The Dungeons & Dragons 3rd Edition Player's Handbook sold double what the v.3.5 edition of the same book sold.

4th edition is a great success story...but print runs at Wizards of the Coast tell you nothing.
 

Mokona said:
The Dungeons & Dragons 3rd Edition Player's Handbook sold double what the v.3.5 edition of the same book sold.

Very interesting. Care to submit the numbers as well?

/M
 

Mokona said:
That is a silly statistic. To quote Mark Twain: "There are three kinds of lies: lies, damned lies and statistics."

The Dungeons & Dragons 3rd Edition Player's Handbook sold double what the v.3.5 edition of the same book sold.

We're talking initial print runs. Not entire sales over the length of the product life span.
 

I'd be interested in knowing how many books in the 3.x line sold in total.

Then again I'd like to be king of all Londinum and wear a shiny hat too.
 




Mouseferatu said:
The article doesn't give specific numbers (which doesn't surprise me; I can't imagine any major company releasing that).
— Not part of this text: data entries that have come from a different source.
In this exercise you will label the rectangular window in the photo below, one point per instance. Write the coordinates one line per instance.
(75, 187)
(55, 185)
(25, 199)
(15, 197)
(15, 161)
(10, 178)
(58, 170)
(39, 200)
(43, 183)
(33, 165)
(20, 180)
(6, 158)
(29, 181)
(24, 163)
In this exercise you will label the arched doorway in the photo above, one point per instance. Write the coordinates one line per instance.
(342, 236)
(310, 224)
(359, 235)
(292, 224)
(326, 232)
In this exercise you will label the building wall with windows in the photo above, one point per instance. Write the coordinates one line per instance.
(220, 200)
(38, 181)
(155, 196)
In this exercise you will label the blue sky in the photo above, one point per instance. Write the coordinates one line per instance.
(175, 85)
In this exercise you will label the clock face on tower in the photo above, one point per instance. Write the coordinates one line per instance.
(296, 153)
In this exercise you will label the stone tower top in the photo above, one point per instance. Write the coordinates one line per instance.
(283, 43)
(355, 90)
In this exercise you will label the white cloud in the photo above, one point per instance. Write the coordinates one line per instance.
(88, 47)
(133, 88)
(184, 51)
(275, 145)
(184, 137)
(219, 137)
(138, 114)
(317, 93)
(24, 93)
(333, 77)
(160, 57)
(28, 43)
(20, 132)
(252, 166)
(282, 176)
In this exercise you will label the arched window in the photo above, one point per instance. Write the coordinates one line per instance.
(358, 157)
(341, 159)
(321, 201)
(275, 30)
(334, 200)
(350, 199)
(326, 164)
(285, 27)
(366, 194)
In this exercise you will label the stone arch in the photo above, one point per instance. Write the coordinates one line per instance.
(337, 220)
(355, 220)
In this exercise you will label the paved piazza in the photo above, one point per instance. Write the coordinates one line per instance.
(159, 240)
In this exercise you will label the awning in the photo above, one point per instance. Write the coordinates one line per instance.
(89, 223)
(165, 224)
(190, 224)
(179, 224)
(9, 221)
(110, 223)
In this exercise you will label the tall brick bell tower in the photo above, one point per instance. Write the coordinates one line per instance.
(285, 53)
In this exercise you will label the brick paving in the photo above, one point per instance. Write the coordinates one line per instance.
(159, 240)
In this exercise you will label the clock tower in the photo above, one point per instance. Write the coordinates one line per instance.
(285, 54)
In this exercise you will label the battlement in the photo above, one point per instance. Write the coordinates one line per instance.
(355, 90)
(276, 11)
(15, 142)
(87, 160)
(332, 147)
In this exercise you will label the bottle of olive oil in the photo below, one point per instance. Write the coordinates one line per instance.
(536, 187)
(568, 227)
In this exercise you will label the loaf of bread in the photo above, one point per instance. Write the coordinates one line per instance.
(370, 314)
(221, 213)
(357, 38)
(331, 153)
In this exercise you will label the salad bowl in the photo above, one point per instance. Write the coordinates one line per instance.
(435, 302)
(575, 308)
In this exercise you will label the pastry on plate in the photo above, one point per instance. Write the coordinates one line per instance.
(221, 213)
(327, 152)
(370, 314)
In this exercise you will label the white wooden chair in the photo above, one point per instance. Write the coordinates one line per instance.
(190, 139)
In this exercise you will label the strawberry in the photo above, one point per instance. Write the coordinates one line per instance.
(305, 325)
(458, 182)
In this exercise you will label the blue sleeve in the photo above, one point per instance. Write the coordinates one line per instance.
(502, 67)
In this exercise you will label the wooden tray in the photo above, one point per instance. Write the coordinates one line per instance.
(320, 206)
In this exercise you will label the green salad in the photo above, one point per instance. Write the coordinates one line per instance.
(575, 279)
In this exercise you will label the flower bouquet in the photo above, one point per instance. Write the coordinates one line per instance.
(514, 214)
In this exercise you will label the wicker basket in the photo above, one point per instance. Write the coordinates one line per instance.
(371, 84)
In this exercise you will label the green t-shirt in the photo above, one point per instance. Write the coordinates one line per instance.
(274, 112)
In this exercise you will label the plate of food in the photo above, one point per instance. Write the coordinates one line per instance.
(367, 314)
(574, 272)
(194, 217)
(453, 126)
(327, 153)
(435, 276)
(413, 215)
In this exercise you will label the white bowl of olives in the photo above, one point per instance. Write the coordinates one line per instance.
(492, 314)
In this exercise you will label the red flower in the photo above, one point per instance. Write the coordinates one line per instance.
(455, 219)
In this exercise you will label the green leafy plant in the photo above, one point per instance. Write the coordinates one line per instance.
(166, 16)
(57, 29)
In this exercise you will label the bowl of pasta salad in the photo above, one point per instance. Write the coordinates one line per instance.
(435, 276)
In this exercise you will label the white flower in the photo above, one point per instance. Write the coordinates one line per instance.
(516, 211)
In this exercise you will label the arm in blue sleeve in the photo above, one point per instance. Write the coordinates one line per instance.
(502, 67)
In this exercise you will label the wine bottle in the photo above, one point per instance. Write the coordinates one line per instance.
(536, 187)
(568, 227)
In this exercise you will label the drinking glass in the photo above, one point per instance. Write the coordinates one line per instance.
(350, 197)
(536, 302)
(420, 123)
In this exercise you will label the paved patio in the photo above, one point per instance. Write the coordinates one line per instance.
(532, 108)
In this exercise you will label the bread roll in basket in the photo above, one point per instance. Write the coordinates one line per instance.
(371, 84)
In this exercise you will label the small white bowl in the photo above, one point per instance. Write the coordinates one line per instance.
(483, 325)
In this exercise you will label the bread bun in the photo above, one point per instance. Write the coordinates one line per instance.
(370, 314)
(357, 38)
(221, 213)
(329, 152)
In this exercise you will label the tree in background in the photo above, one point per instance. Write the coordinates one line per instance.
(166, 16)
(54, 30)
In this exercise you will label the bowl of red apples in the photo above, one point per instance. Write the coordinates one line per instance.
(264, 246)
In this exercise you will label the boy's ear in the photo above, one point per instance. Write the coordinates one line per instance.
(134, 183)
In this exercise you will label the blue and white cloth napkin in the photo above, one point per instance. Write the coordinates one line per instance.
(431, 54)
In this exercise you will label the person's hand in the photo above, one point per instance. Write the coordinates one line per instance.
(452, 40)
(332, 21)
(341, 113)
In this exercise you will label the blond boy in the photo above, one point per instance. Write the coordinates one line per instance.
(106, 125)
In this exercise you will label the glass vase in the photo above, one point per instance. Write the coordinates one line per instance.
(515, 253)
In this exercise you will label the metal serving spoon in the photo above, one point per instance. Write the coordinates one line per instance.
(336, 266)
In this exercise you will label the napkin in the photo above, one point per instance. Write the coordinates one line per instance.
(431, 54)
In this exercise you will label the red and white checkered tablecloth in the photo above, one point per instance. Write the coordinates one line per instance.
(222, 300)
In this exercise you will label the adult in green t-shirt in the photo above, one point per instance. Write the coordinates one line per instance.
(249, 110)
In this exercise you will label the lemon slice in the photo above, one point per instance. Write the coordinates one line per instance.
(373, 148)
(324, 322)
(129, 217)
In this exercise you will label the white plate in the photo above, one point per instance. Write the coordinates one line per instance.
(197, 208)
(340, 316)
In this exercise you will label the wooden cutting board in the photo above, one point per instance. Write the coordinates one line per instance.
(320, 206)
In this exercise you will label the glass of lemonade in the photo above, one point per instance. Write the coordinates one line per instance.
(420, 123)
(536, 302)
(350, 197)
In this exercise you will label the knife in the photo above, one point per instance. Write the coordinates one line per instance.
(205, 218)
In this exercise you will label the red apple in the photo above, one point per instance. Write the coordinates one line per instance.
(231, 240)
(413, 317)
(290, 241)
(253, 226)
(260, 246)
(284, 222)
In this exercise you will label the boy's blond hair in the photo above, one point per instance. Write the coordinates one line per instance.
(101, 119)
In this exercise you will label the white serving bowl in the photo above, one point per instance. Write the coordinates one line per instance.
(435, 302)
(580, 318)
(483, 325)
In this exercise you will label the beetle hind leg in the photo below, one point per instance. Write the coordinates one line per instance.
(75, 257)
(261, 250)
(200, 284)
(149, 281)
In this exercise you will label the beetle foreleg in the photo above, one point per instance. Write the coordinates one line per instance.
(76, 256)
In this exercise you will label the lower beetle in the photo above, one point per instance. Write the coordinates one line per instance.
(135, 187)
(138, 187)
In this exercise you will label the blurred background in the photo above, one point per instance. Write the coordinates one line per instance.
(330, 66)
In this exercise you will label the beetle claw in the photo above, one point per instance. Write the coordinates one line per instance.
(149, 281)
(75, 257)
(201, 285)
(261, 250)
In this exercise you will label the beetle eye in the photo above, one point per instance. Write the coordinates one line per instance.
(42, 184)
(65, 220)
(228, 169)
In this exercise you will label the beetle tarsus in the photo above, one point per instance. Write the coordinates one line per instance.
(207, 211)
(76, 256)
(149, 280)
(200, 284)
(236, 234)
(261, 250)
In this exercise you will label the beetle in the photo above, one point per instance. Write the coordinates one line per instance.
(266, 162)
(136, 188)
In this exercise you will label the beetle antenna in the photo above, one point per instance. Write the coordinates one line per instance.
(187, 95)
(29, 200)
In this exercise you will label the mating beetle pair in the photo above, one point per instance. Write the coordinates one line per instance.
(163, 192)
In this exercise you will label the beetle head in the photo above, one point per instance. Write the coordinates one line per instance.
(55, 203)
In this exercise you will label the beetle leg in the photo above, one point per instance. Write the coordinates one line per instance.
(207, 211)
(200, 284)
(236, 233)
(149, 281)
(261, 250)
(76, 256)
But it does say the initial print run was 50% bigger than the 3.5 core run.
I have a vague recollection of either Jim Butler or Ryan Dancey coming onto ENWorld a few months after the release of 3.0, saying "We're doing a second printing of the PHB already, and the first printing was 500,000."
 

Staffan said:
I have a vague recollection of..."We're doing a second printing of the PHB already, and the first printing was 500,000."
I would double check those memories. 3rd edition sold very very well but it isn't really possible for those numbers to be correct about the initial print run especially in light of the comment about 4th edition. I assume neither Jim nor Ryan came on here and lied. ;)

Remember, when 3rd edition launched Wizards of the Coast really had no idea what would happen. TSR had lost lots of customers at both the consumer and retail-wholesale level. There was a lot of uncertainty about the demand for Dungeons & Dragons before 3rd edition revived a sinking brand. The raw cost of printing 500,000 books all at once (not to mention DMGs and Monster Manuals) would have been very scary in the dark days before 3rd edition was a proven success.